You need to add users and roles in shield to access Elasticsearch. The following simple command can help you add users with a role, and you can set a password for each user:
bin/shield/esusers useradd es_admin -r admin
Once added, you can verify the user through a list
command, or you can delete users, change the password, and so on.
Please note that the license plugin that we installed enables the 30 day trial version of shield, beyond which it is degraded to limited functionalities and the license needs to be purchased to enable full functionality.

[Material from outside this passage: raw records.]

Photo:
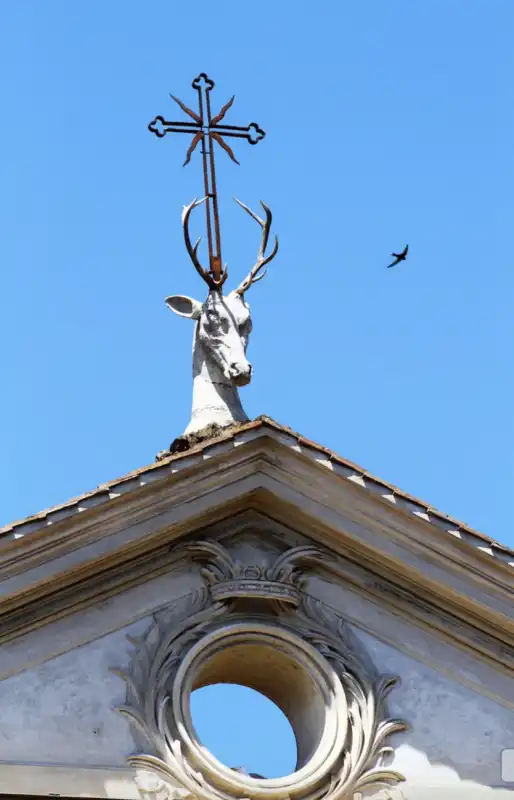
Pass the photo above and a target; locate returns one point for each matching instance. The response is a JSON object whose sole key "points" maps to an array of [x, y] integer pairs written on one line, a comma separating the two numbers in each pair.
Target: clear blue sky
{"points": [[388, 122]]}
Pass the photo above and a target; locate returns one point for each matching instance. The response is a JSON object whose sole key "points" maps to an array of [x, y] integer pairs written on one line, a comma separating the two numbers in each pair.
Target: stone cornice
{"points": [[235, 437], [410, 565]]}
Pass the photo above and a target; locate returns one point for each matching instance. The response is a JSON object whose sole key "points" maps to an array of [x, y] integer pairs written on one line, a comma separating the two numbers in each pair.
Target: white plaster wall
{"points": [[456, 733], [61, 712], [460, 709]]}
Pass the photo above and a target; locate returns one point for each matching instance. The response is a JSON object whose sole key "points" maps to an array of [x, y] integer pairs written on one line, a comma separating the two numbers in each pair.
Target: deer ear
{"points": [[184, 306]]}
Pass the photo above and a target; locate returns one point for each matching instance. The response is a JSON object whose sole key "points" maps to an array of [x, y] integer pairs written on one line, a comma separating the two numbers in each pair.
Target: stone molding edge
{"points": [[348, 752]]}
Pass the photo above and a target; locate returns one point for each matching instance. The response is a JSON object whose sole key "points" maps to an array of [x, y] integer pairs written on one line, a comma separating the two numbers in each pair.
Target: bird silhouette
{"points": [[399, 257]]}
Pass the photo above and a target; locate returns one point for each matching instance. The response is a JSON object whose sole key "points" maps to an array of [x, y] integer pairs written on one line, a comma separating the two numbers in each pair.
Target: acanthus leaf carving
{"points": [[316, 639]]}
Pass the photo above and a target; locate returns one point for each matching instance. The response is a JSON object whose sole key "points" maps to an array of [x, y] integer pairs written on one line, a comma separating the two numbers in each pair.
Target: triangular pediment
{"points": [[420, 594]]}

If we need to use Kibana on top of Elasticsearch that is now protected using shield, we need to add a kibana4-server
role in shield, and provide a corresponding configuration in the Kibana configuration file in the Kibana installation at config/kibana.yml
.
The following is the Kibana server role:
esusers useradd kibana4-server -r kibana4_server -p password
The following is the Kibana configuration:
kibana_elasticsearch_username: kibana4-server kibana_elasticsearch_password: password
Marvel is a product that helps monitor an Elasticsearch cluster. It provides a single interface to view aggregated analytics on the cluster. You can view the essential metrics for your cluster, such as health, state of nodes, and indices. Marvel can help perform a root cause analysis of cluster-related issues so that you can anticipate problems before they occur and fix them. You can also analyze historical or real-time data with it.
Marvel 2.0, supporting Elasticsearch 2.0, is a complete rewrite as a Kibana plugin. It is free for use by everyone, but multicluster support comes as a commercial feature. More on Marvel 2.0 can be found here https://www.elastic.co/guide/en/marvel/current/index.html.

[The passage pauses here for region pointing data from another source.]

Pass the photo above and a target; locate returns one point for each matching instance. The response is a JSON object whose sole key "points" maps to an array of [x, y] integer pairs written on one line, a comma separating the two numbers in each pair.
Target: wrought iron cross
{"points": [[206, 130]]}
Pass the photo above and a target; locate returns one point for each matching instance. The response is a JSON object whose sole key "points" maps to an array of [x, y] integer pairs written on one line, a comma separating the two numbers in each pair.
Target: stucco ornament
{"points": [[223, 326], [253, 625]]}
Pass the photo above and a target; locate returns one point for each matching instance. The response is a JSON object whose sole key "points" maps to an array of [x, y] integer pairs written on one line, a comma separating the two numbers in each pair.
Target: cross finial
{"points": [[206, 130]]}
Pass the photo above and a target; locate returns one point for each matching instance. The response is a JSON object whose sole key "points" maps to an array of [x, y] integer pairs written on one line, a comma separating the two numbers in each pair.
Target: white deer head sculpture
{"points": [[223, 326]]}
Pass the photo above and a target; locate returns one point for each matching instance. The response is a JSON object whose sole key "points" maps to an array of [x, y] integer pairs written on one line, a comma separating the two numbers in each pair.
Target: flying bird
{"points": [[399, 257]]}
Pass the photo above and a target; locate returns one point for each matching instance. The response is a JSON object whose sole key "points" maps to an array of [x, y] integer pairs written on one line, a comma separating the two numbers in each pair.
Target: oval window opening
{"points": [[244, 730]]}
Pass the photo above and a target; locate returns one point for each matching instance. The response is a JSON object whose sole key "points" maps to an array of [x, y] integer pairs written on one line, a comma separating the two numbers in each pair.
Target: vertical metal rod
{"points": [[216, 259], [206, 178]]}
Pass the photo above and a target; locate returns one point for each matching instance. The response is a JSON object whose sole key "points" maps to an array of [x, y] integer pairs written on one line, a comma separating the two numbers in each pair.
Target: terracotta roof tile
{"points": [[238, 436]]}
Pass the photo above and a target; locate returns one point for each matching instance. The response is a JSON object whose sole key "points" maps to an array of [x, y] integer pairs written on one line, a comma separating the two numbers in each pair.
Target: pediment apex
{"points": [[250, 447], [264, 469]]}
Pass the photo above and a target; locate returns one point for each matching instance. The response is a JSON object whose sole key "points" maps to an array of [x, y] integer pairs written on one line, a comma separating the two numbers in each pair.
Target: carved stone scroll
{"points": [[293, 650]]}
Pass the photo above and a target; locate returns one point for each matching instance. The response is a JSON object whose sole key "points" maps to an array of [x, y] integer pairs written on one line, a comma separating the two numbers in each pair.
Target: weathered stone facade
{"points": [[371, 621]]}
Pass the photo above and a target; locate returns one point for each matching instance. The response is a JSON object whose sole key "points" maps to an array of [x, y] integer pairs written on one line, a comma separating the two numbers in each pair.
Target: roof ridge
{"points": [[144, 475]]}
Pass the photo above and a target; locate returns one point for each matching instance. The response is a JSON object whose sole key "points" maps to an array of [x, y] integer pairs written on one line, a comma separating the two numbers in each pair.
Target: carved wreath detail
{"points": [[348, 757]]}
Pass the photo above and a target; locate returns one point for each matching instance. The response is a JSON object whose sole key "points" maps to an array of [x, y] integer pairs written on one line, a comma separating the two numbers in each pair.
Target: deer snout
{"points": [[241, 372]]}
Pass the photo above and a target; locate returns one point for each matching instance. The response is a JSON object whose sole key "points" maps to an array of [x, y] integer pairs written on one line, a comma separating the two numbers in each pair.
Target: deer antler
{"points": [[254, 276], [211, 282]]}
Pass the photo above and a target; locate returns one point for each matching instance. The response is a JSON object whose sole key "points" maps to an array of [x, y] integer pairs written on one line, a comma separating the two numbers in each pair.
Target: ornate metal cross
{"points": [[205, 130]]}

Just like shield, the Marvel installation is also a one step process. We need to execute the following command from the Elasticsearch installation directory:
bin/plugin -i elasticsearch/marvel/latest
The following are some of the features that Marvel provides.
Looking quite similar to Kibana dashboards, Marvel dashboard gives you various metrics about your Elasticsearch cluster, and various nodes and indices. Values in yellow need your attention and have to be taken care of.

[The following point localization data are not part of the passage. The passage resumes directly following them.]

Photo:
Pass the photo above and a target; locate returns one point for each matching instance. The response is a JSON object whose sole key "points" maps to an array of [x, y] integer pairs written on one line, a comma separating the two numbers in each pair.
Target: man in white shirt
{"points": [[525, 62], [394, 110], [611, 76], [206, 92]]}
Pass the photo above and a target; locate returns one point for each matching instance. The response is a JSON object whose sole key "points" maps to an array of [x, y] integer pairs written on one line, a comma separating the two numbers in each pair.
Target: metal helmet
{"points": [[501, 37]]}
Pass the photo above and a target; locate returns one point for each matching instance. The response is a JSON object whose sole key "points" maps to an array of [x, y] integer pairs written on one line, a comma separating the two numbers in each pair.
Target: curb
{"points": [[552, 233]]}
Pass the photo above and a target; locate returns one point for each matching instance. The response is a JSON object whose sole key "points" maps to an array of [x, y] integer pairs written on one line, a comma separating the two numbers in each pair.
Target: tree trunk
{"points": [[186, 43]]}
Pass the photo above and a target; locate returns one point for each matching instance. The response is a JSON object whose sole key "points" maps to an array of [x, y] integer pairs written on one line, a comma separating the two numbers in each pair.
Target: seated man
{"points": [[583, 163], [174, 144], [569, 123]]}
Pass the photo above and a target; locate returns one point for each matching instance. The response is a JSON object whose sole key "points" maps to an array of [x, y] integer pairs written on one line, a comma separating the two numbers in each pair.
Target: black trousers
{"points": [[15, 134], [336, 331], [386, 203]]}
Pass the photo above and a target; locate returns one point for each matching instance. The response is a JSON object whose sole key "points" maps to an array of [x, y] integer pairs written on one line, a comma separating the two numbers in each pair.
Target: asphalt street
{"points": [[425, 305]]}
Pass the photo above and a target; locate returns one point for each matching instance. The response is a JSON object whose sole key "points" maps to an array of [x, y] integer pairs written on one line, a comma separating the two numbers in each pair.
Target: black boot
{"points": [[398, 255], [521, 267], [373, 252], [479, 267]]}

It gives you the DOCUMENT COUNT, SEARCH REQUEST RATE, INDEXING REQUEST RATE, various statistics on nodes and indexes, such as OS CPU, Load, JVM Mem, Disk Free Space and IOps operations, as shown in the following screenshots:
There is also a very good dashboard that represents the Shard Allocation in your cluster, and where different indices sit on various shards and replicas. It displays all primary nodes and replica nodes with different color codes along with the state of various nodes.